Re: [PATCH v6 3/3] mm/gup: disallow FOLL_LONGTERM GUP-fast writing to file-backed mappings

From: Peter Xu
Date: Tue May 02 2023 - 11:33:58 EST


On Tue, May 02, 2023 at 12:20:46PM -0300, Jason Gunthorpe wrote:
> On Tue, May 02, 2023 at 10:54:35AM -0400, Matthew Rosato wrote:
> > On 5/2/23 10:15 AM, David Hildenbrand wrote:
> > > On 02.05.23 16:04, Jason Gunthorpe wrote:
> > >> On Tue, May 02, 2023 at 03:57:30PM +0200, David Hildenbrand wrote:
> > >>> On 02.05.23 15:50, Jason Gunthorpe wrote:
> > >>>> On Tue, May 02, 2023 at 03:47:43PM +0200, David Hildenbrand wrote:
> > >>>>>> Eventually we want to implement a mechanism where we can dynamically pin in response to RPCIT.
> > >>>>>
> > >>>>> Okay, so IIRC we'll fail starting the domain early, that's good.
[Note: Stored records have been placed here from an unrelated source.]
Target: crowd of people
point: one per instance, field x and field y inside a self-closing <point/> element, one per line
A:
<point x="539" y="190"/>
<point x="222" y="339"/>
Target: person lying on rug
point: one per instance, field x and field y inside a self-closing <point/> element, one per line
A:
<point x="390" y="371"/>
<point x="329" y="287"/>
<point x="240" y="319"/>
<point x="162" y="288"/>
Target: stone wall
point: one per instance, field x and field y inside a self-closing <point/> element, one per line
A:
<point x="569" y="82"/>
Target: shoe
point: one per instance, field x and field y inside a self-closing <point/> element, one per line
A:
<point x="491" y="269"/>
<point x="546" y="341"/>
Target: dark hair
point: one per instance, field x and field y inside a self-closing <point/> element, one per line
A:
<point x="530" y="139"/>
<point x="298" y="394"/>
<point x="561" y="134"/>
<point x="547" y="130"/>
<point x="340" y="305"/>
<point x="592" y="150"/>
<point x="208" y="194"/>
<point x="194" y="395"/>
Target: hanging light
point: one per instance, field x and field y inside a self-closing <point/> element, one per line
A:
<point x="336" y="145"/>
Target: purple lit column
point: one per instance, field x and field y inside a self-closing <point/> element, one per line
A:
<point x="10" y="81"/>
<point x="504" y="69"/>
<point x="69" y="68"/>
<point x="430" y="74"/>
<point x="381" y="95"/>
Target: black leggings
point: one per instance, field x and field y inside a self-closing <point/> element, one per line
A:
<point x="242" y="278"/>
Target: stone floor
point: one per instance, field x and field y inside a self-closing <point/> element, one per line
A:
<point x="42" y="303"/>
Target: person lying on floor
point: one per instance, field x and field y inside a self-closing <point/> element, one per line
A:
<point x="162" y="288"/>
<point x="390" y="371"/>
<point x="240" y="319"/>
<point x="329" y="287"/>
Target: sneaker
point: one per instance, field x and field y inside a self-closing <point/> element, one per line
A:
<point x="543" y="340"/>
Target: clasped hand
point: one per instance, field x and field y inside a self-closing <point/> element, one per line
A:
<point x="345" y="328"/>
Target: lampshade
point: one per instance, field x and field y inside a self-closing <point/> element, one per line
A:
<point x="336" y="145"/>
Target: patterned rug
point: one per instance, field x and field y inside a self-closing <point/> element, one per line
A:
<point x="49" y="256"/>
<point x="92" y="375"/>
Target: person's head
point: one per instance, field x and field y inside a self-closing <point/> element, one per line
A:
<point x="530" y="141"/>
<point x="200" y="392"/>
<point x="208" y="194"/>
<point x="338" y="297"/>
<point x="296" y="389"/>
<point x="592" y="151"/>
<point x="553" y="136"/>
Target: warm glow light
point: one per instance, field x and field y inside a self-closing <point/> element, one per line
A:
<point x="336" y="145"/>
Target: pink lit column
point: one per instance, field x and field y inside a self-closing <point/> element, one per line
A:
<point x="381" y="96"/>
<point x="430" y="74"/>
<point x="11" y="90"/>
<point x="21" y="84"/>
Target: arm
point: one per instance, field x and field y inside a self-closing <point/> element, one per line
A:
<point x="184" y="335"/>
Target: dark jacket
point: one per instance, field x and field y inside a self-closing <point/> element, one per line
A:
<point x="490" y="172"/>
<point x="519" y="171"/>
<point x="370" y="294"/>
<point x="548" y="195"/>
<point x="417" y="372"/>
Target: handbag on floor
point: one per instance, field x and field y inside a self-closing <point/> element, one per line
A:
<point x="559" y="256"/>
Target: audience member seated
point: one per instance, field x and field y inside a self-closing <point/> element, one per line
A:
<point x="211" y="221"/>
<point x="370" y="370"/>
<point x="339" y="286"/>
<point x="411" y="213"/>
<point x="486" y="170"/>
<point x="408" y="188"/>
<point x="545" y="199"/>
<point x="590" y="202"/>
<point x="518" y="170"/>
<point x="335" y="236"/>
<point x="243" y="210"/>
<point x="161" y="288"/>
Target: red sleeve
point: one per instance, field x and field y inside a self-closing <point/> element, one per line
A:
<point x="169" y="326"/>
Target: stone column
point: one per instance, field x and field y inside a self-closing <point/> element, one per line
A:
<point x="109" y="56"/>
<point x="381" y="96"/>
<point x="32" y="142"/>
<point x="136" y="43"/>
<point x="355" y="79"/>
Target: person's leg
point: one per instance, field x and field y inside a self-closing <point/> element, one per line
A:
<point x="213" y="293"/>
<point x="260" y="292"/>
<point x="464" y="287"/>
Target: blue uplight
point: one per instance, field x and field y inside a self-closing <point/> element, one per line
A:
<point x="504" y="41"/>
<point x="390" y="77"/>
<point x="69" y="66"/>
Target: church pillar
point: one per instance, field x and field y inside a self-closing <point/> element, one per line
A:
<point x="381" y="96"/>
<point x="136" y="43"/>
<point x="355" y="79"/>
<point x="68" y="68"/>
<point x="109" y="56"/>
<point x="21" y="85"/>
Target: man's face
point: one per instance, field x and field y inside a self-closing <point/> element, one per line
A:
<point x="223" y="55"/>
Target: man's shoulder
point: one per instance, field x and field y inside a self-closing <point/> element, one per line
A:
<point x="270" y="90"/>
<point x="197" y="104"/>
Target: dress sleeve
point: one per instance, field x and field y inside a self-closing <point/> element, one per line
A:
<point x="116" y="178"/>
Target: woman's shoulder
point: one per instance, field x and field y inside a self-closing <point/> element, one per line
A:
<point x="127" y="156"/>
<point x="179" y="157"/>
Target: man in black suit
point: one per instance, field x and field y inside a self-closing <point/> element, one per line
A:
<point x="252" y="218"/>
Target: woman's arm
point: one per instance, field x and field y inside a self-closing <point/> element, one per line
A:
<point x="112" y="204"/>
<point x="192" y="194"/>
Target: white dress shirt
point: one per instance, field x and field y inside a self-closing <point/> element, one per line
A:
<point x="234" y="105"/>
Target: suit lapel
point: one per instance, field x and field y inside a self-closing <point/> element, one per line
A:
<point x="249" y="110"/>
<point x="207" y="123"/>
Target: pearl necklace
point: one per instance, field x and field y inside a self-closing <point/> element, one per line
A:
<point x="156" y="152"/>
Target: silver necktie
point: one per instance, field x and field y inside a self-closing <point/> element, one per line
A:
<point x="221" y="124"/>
And if we
> > >>>>> pin all guest memory (instead of small pieces dynamically), there is little
> > >>>>> existing use for file-backed RAM in such zPCI configurations (because memory
> > >>>>> cannot be reclaimed either way if it's all pinned), so likely there are no
> > >>>>> real existing users.
> > >>>>
> > >>>> Right, this is VFIO, the physical HW can't tolerate not having pinned
> > >>>> memory, so something somewhere is always pinning it.
> > >>>>
> > >>>> Which, again, makes it weird/wrong that this KVM code is pinning it
> > >>>> again :\
> > >>>
> > >>> IIUC, that pinning is not for ordinary IOMMU / KVM memory access. It's for
> > >>> passthrough of (adapter) interrupts.
> > >>>
> > >>> I have to speculate, but I guess for hardware to forward interrupts to the
> > >>> VM, it has to pin the special guest memory page that will receive the
> > >>> indications, to then configure (interrupt) hardware to target the interrupt
> > >>> indications to that special guest page (using a host physical address).
> > >>
> > >> Either the emulated access is "CPU" based happening through the KVM
> > >> page table so it should use mmu_notifier locking.
> > >>
> > >> Or it is "DMA" and should go through an IOVA through iommufd pinning
> > >> and locking.
> > >>
> > >> There is no other ground, nothing in KVM should be inventing its own
> > >> access methodology.
> > >
> > > I might be wrong, but this seems to be a bit different.
> > >
> > > It cannot tolerate page faults (needs a host physical address), so
> > > memory notifiers don't really apply. (as a side note, KVM on s390x
> > > does not use mmu notifiers as we know them)
> >
> > The host physical address is one shared between underlying firmware
> > and the host kvm. Either might make changes to the referenced page
> > and then issue an alert to the guest via a mechanism called GISA,
> > giving impetus to the guest to look at that page and process the
> > event. As you say, firmware can't tolerate the page being
> > unavailable; it's expecting that once we feed it that location it's
> > always available until we remove it (kvm_s390_pci_aif_disable).
>
> That is a CPU access delegated to the FW without any locking scheme to
> make it safe with KVM :\
>
> It would have been better if FW could inject it through the kvm page
> tables so it has some coherency.
>
> Otherwise you have to call this "DMA", I think.
>
> How does s390 avoid mmu notifiers without having lots of problems?? It
> is not really optional to hook the invalidations if you need to build
> a shadow page table..

Totally no idea on s390 details, but.. per my read above, if the firmware
needs to make sure the page is always available (so no way to fault it in
on demand), which means a longterm pinning seems appropriate here.

Then if pinned a must, there's no need for mmu notifiers (as the page will
simply not be invalidated anyway)?

Thanks,

--
Peter Xu